Do you avoid cardio for fear of losing muscle? There’s no need, says sports scientist Ross Edgley
Do you avoid cardio at all costs? Many men who are trying to pack on muscle do, thanks to the widely held belief that that it puts muscle tissue in a catabolic state, which means it will eat away at your hard-earned gains. But in fact you shouldn’t fear cardio, according to research conducted at the Mid Sweden University in Östersund.
The researchers wanted not only to test whether cardio would reduce muscle size but also whether, as they theorised, it could actually ‘elicit greater muscle hypertrophy than resistance exercise alone’. Put more simply, they thought adding cardio to weight training could increase muscle size, not reduce it. To find out they got a group of subjects to perform unilateral knee extensor exercises five weeks. They performed a 45-minute cycle with one leg, and coupled this with maximal concentric-eccentric knee extensions, done in four sets of seven reps at 75-80% of their one-rep max. The other leg was only subjected to the knee extensions.

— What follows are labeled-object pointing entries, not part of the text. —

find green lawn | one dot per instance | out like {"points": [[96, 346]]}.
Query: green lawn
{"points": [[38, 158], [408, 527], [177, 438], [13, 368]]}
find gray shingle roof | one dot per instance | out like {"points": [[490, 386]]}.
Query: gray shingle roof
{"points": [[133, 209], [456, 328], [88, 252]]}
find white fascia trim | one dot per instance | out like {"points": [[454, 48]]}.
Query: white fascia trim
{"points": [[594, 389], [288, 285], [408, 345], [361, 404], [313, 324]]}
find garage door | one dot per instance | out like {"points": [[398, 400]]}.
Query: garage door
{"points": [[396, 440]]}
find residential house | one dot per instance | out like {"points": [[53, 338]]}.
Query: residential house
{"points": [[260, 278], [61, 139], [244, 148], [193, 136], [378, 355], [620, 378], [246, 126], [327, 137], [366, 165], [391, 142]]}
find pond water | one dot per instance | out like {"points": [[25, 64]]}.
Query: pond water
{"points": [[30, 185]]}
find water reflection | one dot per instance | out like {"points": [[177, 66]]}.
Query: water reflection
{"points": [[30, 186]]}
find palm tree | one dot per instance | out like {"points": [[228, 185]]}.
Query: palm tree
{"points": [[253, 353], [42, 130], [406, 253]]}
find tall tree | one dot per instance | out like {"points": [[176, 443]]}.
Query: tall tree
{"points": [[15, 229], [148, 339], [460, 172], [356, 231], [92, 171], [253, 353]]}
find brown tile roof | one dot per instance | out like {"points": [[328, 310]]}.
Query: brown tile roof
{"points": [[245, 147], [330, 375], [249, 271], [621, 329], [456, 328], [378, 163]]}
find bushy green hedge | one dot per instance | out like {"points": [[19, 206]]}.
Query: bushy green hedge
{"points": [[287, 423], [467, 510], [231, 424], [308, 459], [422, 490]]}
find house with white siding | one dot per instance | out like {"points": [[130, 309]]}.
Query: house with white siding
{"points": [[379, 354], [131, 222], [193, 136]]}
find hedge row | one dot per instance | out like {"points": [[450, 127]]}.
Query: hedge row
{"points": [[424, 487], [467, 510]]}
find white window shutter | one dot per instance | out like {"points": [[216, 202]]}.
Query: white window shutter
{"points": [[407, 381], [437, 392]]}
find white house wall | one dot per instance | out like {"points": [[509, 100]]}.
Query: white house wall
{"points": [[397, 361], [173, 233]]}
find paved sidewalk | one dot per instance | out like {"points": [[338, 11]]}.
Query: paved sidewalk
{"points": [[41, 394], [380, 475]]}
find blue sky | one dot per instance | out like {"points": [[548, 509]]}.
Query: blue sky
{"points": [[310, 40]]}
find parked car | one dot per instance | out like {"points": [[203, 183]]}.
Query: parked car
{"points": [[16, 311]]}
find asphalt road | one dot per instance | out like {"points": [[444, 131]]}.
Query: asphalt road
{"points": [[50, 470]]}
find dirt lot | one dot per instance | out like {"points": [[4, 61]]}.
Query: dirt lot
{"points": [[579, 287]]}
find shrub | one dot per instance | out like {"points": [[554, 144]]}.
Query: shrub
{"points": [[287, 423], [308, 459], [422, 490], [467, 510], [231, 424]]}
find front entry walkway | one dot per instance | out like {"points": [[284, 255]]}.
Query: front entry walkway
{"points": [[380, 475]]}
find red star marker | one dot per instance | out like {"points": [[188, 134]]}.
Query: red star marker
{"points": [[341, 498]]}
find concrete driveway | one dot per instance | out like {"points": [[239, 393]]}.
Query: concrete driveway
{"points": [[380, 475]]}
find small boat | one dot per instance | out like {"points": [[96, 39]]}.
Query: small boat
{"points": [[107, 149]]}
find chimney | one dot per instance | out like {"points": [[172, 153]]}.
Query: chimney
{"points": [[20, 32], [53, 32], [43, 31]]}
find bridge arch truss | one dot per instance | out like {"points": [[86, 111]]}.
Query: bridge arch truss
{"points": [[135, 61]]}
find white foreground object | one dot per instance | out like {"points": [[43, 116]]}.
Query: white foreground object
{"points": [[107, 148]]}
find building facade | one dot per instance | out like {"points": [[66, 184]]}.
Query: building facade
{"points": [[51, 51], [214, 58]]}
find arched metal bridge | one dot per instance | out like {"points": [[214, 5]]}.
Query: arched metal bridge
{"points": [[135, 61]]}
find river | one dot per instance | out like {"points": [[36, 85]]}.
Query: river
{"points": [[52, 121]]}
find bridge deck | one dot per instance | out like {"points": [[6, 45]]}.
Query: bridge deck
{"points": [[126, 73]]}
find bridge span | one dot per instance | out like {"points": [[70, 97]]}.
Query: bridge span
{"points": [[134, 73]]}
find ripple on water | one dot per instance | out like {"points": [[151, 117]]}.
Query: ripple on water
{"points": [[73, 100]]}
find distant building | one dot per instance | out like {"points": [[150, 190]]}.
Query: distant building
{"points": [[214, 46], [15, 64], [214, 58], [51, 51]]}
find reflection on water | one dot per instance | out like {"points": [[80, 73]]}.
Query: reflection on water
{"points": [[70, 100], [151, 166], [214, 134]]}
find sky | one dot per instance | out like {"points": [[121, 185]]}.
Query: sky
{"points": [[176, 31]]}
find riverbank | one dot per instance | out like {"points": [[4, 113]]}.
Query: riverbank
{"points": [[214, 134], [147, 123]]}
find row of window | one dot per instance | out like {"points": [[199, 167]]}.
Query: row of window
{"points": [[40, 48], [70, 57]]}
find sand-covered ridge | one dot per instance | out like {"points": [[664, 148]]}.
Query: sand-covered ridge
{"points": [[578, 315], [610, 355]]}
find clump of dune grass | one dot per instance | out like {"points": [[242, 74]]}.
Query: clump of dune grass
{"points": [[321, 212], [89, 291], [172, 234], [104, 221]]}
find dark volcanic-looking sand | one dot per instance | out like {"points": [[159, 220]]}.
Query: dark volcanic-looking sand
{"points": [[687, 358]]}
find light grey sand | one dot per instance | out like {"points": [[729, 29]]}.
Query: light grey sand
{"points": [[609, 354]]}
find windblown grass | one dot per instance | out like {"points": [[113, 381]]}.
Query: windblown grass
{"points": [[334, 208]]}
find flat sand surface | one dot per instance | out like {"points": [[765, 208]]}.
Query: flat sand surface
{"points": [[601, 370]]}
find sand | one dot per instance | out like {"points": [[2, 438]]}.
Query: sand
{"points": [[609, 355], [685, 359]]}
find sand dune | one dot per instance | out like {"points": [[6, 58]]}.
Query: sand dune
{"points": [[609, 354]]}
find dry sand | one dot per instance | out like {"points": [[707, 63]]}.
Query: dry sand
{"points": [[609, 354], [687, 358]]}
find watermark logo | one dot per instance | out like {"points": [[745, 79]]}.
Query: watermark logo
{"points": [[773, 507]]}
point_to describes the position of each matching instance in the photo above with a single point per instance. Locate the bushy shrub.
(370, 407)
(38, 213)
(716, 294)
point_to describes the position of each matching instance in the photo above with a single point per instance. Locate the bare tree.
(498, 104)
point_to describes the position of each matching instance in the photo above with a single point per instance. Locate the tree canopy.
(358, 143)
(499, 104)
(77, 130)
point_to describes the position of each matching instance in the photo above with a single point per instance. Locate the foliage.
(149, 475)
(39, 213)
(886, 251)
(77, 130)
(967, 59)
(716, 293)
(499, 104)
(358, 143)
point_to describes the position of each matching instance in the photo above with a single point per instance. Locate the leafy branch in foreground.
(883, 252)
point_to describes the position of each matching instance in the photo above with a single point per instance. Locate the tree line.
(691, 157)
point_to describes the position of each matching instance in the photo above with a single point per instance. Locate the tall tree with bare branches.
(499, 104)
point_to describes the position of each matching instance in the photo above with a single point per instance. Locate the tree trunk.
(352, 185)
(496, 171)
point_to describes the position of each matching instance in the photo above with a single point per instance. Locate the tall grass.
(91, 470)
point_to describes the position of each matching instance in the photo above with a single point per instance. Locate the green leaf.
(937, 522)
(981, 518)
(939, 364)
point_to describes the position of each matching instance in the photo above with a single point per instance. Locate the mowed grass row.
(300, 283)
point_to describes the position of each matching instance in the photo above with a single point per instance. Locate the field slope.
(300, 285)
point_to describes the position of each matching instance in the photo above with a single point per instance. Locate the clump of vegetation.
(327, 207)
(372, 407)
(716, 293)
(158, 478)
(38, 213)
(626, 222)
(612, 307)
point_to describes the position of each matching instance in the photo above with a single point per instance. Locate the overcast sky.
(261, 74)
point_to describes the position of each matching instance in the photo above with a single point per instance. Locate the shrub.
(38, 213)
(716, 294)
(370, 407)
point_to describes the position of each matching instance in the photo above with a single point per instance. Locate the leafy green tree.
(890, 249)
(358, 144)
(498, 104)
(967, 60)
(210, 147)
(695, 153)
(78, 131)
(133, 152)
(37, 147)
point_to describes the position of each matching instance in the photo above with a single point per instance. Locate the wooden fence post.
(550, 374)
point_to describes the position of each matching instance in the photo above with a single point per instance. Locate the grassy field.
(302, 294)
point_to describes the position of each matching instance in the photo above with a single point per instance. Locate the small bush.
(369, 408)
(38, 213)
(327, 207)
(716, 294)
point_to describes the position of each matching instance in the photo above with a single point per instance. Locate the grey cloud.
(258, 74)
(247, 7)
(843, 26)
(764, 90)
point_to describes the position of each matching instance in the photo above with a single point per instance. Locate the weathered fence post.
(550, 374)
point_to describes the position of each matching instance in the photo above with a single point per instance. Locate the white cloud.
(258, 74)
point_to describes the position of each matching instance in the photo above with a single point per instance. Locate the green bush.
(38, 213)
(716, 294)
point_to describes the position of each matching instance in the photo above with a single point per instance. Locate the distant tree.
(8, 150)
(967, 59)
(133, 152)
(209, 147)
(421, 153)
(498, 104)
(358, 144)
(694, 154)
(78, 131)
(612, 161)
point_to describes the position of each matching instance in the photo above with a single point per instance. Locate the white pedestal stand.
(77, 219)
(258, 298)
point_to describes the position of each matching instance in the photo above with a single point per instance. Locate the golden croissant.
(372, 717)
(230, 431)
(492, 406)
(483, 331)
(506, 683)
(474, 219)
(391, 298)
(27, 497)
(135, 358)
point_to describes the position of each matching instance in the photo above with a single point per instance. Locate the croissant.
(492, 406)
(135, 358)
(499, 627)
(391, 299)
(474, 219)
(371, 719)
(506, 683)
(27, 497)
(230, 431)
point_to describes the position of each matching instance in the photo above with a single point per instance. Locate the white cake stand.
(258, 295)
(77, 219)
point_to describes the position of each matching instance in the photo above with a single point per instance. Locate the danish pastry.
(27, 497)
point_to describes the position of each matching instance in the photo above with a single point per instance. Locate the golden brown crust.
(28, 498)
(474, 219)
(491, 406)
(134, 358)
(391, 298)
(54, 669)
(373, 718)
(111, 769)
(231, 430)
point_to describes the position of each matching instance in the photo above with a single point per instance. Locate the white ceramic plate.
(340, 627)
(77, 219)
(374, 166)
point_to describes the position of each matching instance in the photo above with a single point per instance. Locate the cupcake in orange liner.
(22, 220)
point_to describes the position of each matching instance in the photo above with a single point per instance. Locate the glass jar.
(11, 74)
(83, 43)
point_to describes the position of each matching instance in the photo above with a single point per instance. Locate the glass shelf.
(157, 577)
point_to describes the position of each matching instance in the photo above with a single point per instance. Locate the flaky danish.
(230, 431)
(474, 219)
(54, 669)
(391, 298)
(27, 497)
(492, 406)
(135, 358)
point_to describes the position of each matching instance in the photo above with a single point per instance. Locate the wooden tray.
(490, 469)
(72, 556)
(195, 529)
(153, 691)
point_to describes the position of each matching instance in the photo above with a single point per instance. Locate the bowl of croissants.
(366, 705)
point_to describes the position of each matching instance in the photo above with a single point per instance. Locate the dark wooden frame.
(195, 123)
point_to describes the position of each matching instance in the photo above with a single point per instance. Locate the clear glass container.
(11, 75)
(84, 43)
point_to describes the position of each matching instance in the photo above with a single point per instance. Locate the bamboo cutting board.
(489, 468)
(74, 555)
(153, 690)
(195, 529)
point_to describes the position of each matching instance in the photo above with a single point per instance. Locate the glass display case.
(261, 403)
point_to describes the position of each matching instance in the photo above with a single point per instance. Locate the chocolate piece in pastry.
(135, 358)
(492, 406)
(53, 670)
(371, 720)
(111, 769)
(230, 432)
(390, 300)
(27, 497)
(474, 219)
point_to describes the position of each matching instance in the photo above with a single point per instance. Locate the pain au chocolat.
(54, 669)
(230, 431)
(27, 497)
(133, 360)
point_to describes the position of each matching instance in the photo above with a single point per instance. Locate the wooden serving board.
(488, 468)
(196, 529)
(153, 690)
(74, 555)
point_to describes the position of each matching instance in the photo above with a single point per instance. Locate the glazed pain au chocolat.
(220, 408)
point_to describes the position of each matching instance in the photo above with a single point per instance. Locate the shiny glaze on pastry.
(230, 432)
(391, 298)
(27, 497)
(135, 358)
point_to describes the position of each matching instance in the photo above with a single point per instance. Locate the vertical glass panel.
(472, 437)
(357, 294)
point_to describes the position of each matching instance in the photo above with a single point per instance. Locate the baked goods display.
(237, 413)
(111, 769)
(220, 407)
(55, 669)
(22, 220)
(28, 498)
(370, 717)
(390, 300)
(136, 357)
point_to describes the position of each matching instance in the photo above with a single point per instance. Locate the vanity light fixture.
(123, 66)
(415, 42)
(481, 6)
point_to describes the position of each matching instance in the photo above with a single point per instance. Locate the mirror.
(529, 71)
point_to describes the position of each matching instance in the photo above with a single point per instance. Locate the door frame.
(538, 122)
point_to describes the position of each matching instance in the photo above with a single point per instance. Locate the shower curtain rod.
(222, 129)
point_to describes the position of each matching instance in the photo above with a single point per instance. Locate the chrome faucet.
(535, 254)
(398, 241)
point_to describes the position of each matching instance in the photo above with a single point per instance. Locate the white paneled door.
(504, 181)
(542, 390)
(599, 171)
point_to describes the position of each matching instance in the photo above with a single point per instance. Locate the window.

After five weeks, the scientists then used magnetic resonance imaging (MRI) to assess the area and volume of the quadriceps femoris (the muscle on the front of the leg) and biopsies of the vastus lateralis (on the side of the leg) to determine the cross-sectional area of the muscle fibres themselves. In the leg that performed both cardio and strength training, quadriceps femoris volume increased by 14% while in the leg that did strength training alone it increased by just 8%. Muscle fibre size in the vastus lateralis increased by 17% in the leg that did cardio and strength training, compared with 9% in the strength-rained leg. The researchers concluded that cardio combined with strength training showed a ‘more robust increase in muscle size compared to strength training alone’.
Why was this? There are a few possible explanations. First, cardio is a fast and efficient way of increasing the number of capillaries (small blood vessels) that network through the muscles. Increase their number and you increase the body’s ability to transport oxygen, nutrients and hormones to working or recovering muscles. Cardio has also been found to improve insulin sensitivity, which means it makes your body more effective at processing carbohydrates so greater levels of carbs and amino acids are taken into the muscles, leading to greater growth. Finally, improving the efficiency of the cardiovascular system also means you recover faster between sets and therefore have an increased overall workout capacity, which can load the muscles above their habitual level and stimulate more muscle growth.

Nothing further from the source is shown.